The uses for a content-generating AI tool seem endless. But relying on an anonymous tool to generate content that arrives without the company or the reader knowing where the data comes from is also the one most fraught with danger. Foundation models are trained on the internet and thus reflect what they find there—data, facts, and figures, but also biases, violence, prejudices, and misinformation. Amazon and Alexa made the news last year when one of its AI-generated child activities challenged a 10-year-old girl to touch a coin to the prongs of a half-inserted plug.

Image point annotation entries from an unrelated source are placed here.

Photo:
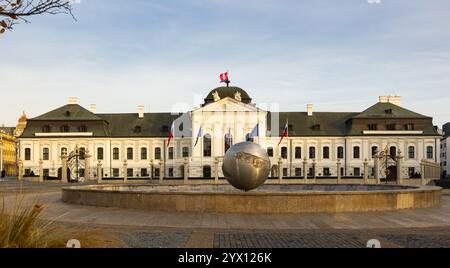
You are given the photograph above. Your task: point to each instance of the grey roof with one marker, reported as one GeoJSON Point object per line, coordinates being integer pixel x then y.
{"type": "Point", "coordinates": [228, 92]}
{"type": "Point", "coordinates": [152, 125]}
{"type": "Point", "coordinates": [68, 112]}
{"type": "Point", "coordinates": [331, 124]}
{"type": "Point", "coordinates": [9, 130]}
{"type": "Point", "coordinates": [379, 111]}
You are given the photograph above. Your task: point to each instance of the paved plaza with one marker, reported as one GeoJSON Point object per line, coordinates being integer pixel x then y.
{"type": "Point", "coordinates": [405, 228]}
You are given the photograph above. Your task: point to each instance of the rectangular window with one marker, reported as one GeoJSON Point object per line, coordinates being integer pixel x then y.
{"type": "Point", "coordinates": [390, 126]}
{"type": "Point", "coordinates": [298, 152]}
{"type": "Point", "coordinates": [143, 153]}
{"type": "Point", "coordinates": [340, 152]}
{"type": "Point", "coordinates": [356, 152]}
{"type": "Point", "coordinates": [46, 154]}
{"type": "Point", "coordinates": [284, 152]}
{"type": "Point", "coordinates": [312, 152]}
{"type": "Point", "coordinates": [374, 150]}
{"type": "Point", "coordinates": [326, 152]}
{"type": "Point", "coordinates": [158, 153]}
{"type": "Point", "coordinates": [430, 152]}
{"type": "Point", "coordinates": [185, 152]}
{"type": "Point", "coordinates": [116, 154]}
{"type": "Point", "coordinates": [129, 153]}
{"type": "Point", "coordinates": [100, 153]}
{"type": "Point", "coordinates": [411, 152]}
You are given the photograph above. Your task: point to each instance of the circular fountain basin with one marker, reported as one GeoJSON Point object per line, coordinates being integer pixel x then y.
{"type": "Point", "coordinates": [285, 198]}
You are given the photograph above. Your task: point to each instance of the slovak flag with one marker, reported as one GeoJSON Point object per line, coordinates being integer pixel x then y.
{"type": "Point", "coordinates": [254, 133]}
{"type": "Point", "coordinates": [198, 136]}
{"type": "Point", "coordinates": [224, 77]}
{"type": "Point", "coordinates": [285, 132]}
{"type": "Point", "coordinates": [170, 134]}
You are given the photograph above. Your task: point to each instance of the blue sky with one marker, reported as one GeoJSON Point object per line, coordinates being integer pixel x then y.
{"type": "Point", "coordinates": [339, 55]}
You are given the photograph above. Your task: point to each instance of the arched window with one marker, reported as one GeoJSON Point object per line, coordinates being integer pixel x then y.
{"type": "Point", "coordinates": [129, 153]}
{"type": "Point", "coordinates": [393, 151]}
{"type": "Point", "coordinates": [284, 152]}
{"type": "Point", "coordinates": [340, 152]}
{"type": "Point", "coordinates": [82, 153]}
{"type": "Point", "coordinates": [158, 153]}
{"type": "Point", "coordinates": [46, 154]}
{"type": "Point", "coordinates": [207, 145]}
{"type": "Point", "coordinates": [326, 152]}
{"type": "Point", "coordinates": [100, 153]}
{"type": "Point", "coordinates": [249, 138]}
{"type": "Point", "coordinates": [374, 150]}
{"type": "Point", "coordinates": [411, 152]}
{"type": "Point", "coordinates": [312, 152]}
{"type": "Point", "coordinates": [356, 152]}
{"type": "Point", "coordinates": [185, 151]}
{"type": "Point", "coordinates": [116, 154]}
{"type": "Point", "coordinates": [430, 152]}
{"type": "Point", "coordinates": [143, 153]}
{"type": "Point", "coordinates": [206, 171]}
{"type": "Point", "coordinates": [27, 154]}
{"type": "Point", "coordinates": [228, 141]}
{"type": "Point", "coordinates": [298, 152]}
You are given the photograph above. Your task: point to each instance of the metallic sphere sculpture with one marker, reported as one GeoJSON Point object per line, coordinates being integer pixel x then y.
{"type": "Point", "coordinates": [246, 166]}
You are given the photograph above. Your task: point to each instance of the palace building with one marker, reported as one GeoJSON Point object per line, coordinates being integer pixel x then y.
{"type": "Point", "coordinates": [137, 145]}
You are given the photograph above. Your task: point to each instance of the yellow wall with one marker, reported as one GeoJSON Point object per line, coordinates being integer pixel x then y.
{"type": "Point", "coordinates": [9, 153]}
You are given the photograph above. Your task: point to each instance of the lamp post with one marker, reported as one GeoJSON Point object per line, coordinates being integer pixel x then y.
{"type": "Point", "coordinates": [1, 149]}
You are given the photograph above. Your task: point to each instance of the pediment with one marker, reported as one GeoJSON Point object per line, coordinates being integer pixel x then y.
{"type": "Point", "coordinates": [229, 105]}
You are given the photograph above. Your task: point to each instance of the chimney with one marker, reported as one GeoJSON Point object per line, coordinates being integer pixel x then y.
{"type": "Point", "coordinates": [141, 111]}
{"type": "Point", "coordinates": [73, 100]}
{"type": "Point", "coordinates": [93, 108]}
{"type": "Point", "coordinates": [396, 100]}
{"type": "Point", "coordinates": [309, 109]}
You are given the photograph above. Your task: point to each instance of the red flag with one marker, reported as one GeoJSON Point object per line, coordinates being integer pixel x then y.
{"type": "Point", "coordinates": [224, 77]}
{"type": "Point", "coordinates": [170, 135]}
{"type": "Point", "coordinates": [285, 132]}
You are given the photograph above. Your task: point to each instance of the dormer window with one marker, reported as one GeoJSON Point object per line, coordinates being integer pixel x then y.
{"type": "Point", "coordinates": [373, 126]}
{"type": "Point", "coordinates": [46, 129]}
{"type": "Point", "coordinates": [82, 128]}
{"type": "Point", "coordinates": [409, 126]}
{"type": "Point", "coordinates": [390, 126]}
{"type": "Point", "coordinates": [65, 128]}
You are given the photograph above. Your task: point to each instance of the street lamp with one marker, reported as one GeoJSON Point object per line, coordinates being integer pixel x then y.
{"type": "Point", "coordinates": [1, 149]}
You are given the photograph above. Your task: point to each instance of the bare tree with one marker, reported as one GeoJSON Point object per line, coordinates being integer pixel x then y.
{"type": "Point", "coordinates": [14, 11]}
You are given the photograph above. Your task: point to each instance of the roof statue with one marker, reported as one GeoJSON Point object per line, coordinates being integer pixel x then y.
{"type": "Point", "coordinates": [216, 96]}
{"type": "Point", "coordinates": [237, 96]}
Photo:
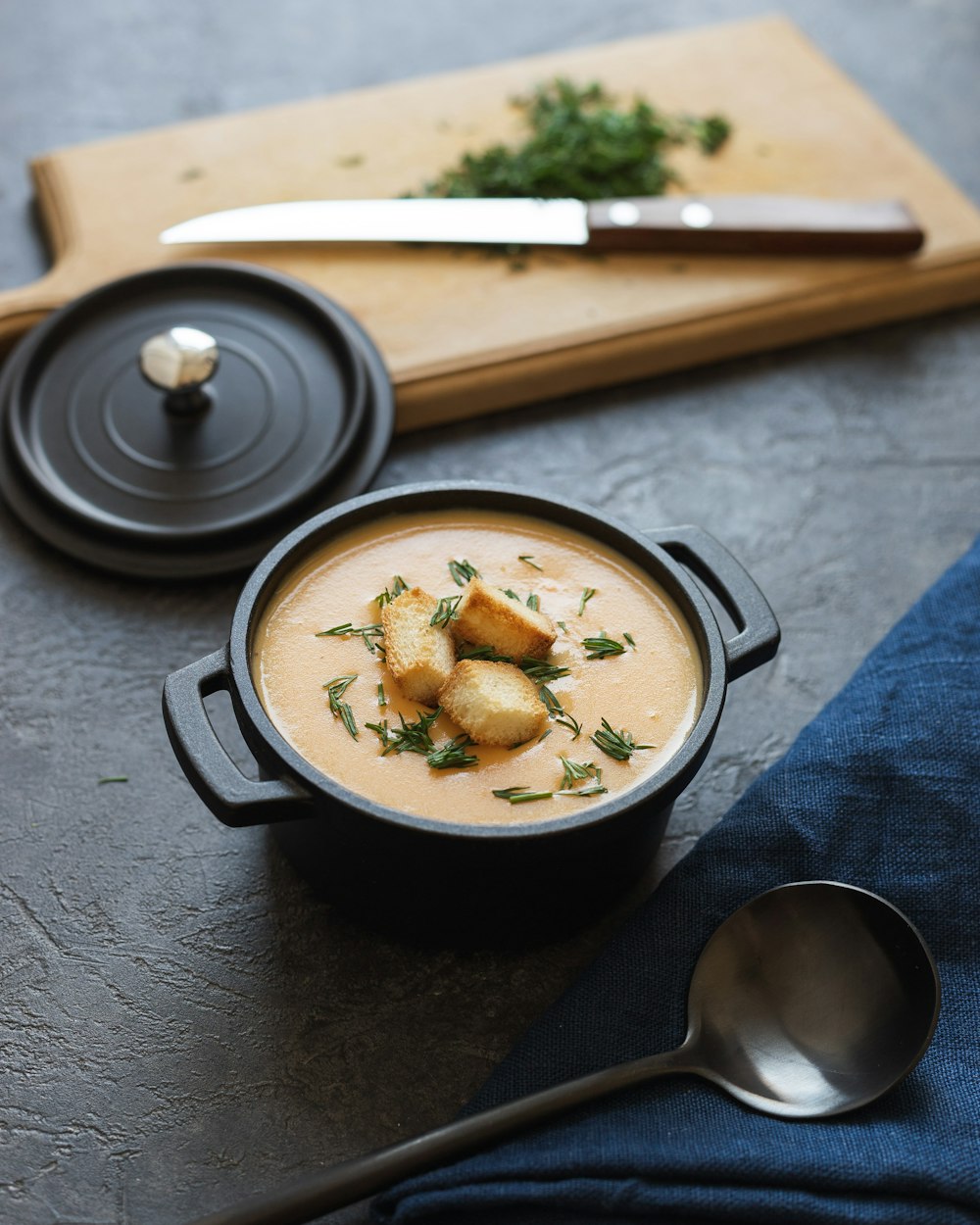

Being able to generate first drafts, logos, predictive reports and presentations will be a huge time-saver for lots of companies. But they might then want to think about hiring fact checkers to check on the facts contained therein. Or maybe there is a second level of AI that can fact check the first level of AI. At that point, we might be getting into anthropomorphism territory. Isaac Asimov would be proud.


So, hype or tipping point? We’d say tipping point. When we are seeing an intersection of tractors and artificial intelligence, AI is here to stay.